Fortunately, the new pro-resource posture has a legislative backbone. Parliament passed the One Canadian Economy Act to streamline approvals for projects deemed in the national interest, a centrepiece of the government’s plan to cut internal trade barriers and fast-track strategic infrastructure.

Supporters see it as necessary in a period of economic rupture, while critics warn it risks sidelining Indigenous voices in the name of speed. Either way, it is an admission that Canada’s previous processes had become self-defeatingly slow.

British Columbia offers a clear case study. Premier David Eby is now leaning hard into liquefied natural gas. His government and Ottawa both approved the Nisga’a Nation-backed Ksi Lisims LNG project under a “one project, one review” approach, with Eby openly counting on the Nisga’a to build support among neighbouring nations that withheld consent.

It is a marked turn from earlier NDP caution, framed by the premier as a race against an American Alaska LNG push that could capture the same Asian markets.

Yet the pivot only underscores how much time was lost. For years, resource projects faced overlapping provincial and federal hurdles, from the Impact Assessment Act’s expanded federal reach to the 2018 federal tanker ban on B.C.’s north coast.

Within B.C., a thicket of regulations, policy uncertainty, and contested interpretations of consultation obligations chilled investment, while political positions on pipelines hardened. Industry leaders called it “regulatory paralysis.” These were choices, not inevitabilities.

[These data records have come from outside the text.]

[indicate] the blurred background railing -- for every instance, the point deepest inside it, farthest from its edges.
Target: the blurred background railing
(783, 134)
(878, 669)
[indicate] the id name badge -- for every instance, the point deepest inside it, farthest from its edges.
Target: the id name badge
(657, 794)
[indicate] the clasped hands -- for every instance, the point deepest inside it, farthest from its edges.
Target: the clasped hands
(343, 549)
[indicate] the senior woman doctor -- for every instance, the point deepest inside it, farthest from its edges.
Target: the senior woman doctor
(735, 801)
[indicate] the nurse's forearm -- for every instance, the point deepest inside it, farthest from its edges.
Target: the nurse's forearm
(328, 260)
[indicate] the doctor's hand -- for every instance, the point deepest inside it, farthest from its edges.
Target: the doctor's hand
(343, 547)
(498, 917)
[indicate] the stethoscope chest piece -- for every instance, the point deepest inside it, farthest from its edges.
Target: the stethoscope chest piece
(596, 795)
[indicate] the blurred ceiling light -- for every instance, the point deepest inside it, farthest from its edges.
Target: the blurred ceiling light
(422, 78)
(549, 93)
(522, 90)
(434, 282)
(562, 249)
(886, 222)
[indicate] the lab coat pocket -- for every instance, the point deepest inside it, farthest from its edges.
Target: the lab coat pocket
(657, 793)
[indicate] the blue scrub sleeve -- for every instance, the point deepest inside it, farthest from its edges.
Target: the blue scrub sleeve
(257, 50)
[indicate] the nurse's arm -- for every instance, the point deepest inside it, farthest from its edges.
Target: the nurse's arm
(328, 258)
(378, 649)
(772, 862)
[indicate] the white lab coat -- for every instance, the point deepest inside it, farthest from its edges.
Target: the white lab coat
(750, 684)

The national “go-fast” stance also arrives with unresolved tensions. Ottawa has installed a Calgary-based office to clear and finance major projects, led by veteran executive Dawn Farrell, and is touting the emissions performance of LNG Canada’s expansion.

Dawn Farrell, head of the Major Projects office in Calgary.

At Resource Works, we wholeheartedly endorsed the move, given the proven ability and success of Dawn Farrell in the resource industry. It must also be acknowledged that the major projects office will only be an office unless it meaningfully makes these projects happen faster.

A decade that saw eighteen B.C. LNG proposals produced one major build, and moving to LNG Canada’s second phase is entangled with power-supply constraints and policy conditions. That slow cadence is how countries fall behind.

If the current urgency becomes a steady habit, Canada can still convert this scramble into lasting capacity. If not, the next shock will find us sprinting again, only further from the finish line.